JAKARTA, KOMPAS — Perkumpulan desainer, Indonesian Fashion Chamber, meminta pemerintah mendukung busana Muslim menuju panggung internasional. Hal itu untuk menjadikan Indonesia sebagai pusat busana Muslim dunia. Apalagi, Indonesia merupakan yang pertama memperkenalkan model-model busana Muslim.
”Sulit banget ngomong sama pemerintah.

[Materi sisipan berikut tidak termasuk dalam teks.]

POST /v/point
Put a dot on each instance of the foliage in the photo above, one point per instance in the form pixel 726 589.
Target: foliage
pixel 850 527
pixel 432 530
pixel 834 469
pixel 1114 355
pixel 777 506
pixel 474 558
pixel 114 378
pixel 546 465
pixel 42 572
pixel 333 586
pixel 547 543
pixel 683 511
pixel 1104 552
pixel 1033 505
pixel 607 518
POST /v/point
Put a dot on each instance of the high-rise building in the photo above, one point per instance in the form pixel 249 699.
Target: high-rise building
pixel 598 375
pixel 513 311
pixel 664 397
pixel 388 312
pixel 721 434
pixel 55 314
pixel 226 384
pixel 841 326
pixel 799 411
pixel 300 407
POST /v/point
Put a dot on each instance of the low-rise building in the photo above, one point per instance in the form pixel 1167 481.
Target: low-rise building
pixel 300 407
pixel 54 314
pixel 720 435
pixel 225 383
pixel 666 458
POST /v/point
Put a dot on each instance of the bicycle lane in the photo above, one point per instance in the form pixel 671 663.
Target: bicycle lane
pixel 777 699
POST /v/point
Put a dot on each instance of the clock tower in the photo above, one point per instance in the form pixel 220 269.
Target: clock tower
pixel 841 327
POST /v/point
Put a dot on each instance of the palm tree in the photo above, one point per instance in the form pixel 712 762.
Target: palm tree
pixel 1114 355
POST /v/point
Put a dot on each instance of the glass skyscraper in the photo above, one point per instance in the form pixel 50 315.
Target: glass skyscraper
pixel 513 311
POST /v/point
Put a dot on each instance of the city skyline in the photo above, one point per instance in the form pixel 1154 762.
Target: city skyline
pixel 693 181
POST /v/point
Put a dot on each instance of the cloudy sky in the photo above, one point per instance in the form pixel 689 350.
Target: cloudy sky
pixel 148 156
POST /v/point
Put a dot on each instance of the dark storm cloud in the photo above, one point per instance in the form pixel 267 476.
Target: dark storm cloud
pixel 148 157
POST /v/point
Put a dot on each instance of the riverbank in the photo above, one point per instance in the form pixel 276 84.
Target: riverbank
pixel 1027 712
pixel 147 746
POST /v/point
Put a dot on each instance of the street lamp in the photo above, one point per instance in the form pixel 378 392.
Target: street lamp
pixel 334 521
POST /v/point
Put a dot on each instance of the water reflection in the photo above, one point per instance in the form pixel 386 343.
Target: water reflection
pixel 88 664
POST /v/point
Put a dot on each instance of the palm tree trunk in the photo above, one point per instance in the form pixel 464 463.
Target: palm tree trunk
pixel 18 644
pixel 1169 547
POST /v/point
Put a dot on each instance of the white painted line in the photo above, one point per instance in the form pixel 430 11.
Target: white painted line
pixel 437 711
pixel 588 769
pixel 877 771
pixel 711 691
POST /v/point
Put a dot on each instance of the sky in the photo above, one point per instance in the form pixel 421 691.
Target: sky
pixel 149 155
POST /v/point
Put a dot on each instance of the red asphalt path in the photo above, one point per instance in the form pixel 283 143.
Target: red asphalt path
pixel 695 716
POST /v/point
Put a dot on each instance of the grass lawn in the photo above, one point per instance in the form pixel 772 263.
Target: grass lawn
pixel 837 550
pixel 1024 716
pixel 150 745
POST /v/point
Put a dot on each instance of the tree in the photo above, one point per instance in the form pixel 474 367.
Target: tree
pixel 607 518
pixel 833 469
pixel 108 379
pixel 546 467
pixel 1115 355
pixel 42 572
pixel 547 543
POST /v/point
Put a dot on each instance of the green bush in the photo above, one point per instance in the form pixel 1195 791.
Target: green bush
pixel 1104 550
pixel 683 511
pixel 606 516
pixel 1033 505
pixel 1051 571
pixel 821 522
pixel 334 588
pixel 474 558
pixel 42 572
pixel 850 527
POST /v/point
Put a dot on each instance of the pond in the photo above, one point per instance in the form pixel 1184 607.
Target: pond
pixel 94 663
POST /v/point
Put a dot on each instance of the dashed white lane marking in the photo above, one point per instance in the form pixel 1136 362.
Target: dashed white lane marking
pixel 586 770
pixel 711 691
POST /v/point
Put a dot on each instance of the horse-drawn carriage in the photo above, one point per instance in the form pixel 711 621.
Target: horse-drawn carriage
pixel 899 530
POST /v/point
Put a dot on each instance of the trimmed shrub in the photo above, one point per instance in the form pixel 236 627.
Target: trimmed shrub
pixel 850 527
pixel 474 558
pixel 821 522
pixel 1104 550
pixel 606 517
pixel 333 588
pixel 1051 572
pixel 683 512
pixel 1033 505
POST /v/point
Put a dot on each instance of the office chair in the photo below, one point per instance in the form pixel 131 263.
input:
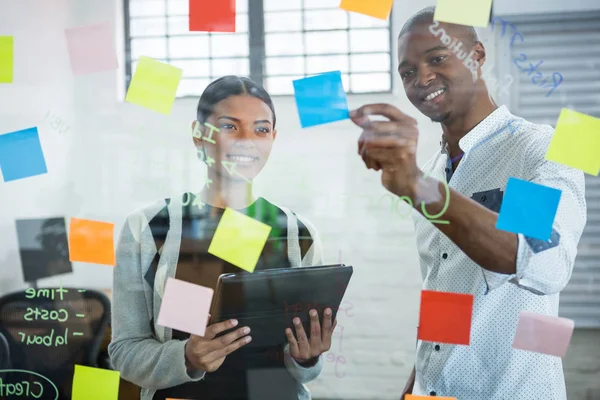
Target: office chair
pixel 44 340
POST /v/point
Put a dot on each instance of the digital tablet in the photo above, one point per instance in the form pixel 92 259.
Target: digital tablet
pixel 268 300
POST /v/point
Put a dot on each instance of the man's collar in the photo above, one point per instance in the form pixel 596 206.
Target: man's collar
pixel 497 120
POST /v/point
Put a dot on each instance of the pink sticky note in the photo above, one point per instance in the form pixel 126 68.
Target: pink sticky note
pixel 91 48
pixel 185 307
pixel 543 333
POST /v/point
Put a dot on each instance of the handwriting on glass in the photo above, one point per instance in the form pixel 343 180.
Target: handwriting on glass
pixel 523 57
pixel 25 388
pixel 60 315
pixel 57 123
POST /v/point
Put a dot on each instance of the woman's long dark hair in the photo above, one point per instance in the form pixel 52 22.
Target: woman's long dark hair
pixel 227 86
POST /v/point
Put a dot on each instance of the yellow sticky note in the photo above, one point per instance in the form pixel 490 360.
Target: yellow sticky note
pixel 239 239
pixel 464 12
pixel 6 59
pixel 95 384
pixel 373 8
pixel 154 85
pixel 576 142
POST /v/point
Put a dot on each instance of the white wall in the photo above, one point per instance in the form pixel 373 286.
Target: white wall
pixel 118 157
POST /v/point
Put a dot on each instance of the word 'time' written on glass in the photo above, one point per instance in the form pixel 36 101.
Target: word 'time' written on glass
pixel 54 337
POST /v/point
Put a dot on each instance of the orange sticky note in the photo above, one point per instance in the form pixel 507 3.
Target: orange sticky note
pixel 91 241
pixel 212 15
pixel 373 8
pixel 445 317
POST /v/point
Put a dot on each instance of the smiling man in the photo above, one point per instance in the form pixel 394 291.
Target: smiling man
pixel 482 146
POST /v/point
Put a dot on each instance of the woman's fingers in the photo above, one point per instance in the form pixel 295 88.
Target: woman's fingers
pixel 294 350
pixel 303 346
pixel 315 331
pixel 328 328
pixel 214 329
pixel 223 352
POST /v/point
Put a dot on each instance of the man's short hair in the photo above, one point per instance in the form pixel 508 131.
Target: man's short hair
pixel 426 15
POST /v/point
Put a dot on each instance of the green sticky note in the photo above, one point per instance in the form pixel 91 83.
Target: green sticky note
pixel 239 239
pixel 6 59
pixel 464 12
pixel 154 85
pixel 576 142
pixel 95 384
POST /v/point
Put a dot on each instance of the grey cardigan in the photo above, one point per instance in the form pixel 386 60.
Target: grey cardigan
pixel 157 362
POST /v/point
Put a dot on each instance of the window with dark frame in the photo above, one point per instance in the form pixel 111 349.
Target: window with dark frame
pixel 275 42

Dikira kita hanya mau jalan-jalan,” Ketua Indonesian Fashion Chamber (IFC) Jakarta, Hannie Hananto, Sabtu (25/11), pada acara Indonesia Creative Week (ICW) 2017, di Lippo Mall Kemang, Jakarta Selatan.
Menurut Hannie, pemerintah harus mendorong desainer lokal untuk tampil di ajang besar luar negeri. Contohnya seperti Dubai Modest Fashion Week. Lewat tampil, Indonesia bisa menjadi pusat busana Muslim dunia.

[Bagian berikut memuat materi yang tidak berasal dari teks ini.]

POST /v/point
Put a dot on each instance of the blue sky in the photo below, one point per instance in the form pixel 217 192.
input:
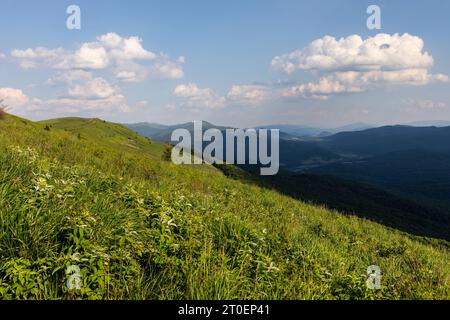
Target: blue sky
pixel 214 60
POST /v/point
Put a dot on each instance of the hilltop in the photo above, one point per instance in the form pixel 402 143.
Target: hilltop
pixel 97 195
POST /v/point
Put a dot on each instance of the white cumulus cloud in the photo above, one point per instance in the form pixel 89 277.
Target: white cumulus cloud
pixel 351 64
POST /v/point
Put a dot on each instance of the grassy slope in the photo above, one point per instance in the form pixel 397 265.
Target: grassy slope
pixel 97 195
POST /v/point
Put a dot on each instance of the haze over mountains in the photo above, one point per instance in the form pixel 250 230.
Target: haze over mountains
pixel 402 170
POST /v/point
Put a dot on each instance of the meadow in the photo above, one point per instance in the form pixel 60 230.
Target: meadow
pixel 94 194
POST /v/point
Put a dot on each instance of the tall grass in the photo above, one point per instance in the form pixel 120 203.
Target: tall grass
pixel 95 195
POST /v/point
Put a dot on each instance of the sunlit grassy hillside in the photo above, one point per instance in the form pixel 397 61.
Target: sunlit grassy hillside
pixel 96 195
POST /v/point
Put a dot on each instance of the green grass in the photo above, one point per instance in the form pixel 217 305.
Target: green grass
pixel 95 194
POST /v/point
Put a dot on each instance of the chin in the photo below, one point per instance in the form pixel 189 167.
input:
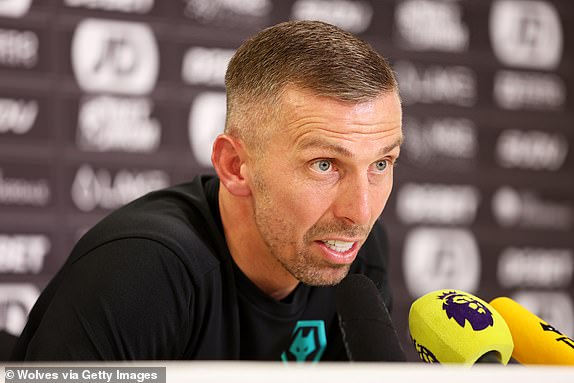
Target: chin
pixel 329 277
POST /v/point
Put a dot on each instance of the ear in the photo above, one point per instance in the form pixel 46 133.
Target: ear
pixel 229 160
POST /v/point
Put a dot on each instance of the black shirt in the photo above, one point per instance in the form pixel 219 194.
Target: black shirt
pixel 155 280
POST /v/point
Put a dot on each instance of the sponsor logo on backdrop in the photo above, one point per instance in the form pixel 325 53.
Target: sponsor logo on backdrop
pixel 17 116
pixel 113 123
pixel 438 257
pixel 451 139
pixel 14 8
pixel 431 25
pixel 526 90
pixel 553 307
pixel 353 16
pixel 18 49
pixel 24 192
pixel 533 149
pixel 454 85
pixel 16 301
pixel 435 203
pixel 115 56
pixel 535 267
pixel 23 253
pixel 104 189
pixel 525 208
pixel 205 66
pixel 206 122
pixel 526 34
pixel 230 13
pixel 127 6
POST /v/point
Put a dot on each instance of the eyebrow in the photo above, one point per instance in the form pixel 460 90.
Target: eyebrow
pixel 319 143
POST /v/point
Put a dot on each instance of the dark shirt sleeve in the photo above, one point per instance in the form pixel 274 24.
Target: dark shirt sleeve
pixel 127 299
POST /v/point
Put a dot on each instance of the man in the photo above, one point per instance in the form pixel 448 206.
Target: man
pixel 242 266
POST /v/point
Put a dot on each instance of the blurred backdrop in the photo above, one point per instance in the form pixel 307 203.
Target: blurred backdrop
pixel 102 101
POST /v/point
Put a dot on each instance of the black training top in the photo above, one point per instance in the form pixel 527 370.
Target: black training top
pixel 155 280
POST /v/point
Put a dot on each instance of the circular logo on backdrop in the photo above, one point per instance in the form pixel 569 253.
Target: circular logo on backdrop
pixel 115 56
pixel 526 34
pixel 437 257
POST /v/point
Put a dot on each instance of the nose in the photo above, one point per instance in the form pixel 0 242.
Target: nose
pixel 354 200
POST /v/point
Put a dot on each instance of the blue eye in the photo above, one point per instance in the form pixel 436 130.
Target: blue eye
pixel 322 165
pixel 381 165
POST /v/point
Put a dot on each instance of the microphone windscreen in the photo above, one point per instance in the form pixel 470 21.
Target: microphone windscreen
pixel 535 341
pixel 366 325
pixel 451 326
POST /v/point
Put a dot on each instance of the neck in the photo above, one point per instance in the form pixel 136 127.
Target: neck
pixel 248 249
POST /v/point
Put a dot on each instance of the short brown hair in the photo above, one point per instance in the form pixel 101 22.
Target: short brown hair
pixel 309 55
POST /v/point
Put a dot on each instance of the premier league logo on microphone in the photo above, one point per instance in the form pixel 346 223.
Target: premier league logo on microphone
pixel 463 307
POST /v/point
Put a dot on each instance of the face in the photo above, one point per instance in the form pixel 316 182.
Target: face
pixel 323 180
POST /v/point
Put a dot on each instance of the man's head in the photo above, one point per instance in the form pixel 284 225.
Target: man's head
pixel 308 55
pixel 313 130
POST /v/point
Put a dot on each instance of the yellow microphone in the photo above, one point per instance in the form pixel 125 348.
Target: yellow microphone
pixel 535 341
pixel 451 326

”Tidak bisa dimungkiri, Indonesia yang mulai mengenalkan gaya-gaya dalam busana Muslim,” kata Hannie.
Hannie mencontohkan, salah satu model yang dikenalkan dari Indonesia adalah modest syar’i. Model syar’i dicirikan sekilas dengan busana yang ekstra longgar dan tidak memberi siluet bentuk tubuh sama sekali. Model ini pula yang menjadi ciri khas busana Hannie.

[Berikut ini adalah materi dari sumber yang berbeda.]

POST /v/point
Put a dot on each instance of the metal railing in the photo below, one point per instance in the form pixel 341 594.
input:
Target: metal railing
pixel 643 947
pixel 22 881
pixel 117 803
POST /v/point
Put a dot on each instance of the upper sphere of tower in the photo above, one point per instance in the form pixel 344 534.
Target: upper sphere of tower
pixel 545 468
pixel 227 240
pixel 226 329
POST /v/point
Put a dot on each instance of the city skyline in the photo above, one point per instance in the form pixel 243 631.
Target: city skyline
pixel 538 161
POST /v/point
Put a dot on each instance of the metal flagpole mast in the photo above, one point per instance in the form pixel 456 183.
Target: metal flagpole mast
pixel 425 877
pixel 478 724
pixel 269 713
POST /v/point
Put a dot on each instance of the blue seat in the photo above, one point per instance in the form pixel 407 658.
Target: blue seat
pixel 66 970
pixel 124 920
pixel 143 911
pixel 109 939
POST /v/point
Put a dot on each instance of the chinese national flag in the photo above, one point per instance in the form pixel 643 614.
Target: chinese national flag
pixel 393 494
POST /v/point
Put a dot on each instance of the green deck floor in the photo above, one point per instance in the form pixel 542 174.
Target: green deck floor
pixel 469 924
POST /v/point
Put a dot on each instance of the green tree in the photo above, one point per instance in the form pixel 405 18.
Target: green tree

”Syar’i warna-warni itu kita yang kenalin. Kadang sedih kalau diklaim negara tetangga. Kita yang bikin, mereka yang ngelanjutin dan dikenal,” ucap Hannie.
Namun, pusat perhatian saat ini mulai diambil oleh Malaysia. Hal itu terlihat dari dominasi di media sosial Instagram. ”Mereka sangat dominan,” kata Hannie.
Padahal, dikatakan Hannie, Malaysia baru marak masuk ke dalam dunia itu sekitar dua tahun. Akan tetapi, Malaysia didukung penuh oleh pemerintah untuk tampil ke ajang-ajang dunia, sementara Pemerintah Indonesia belum mengarah ke sana.
Untuk itu, perlu bantuan pemerintah secara terus-menerus. Tidak bisa hanya dalam setahun. Baru setelah dari ajang luar, dinilai Hannie, Indonesia bisa mengembangkan ajang lokal busana Muslim yang besar.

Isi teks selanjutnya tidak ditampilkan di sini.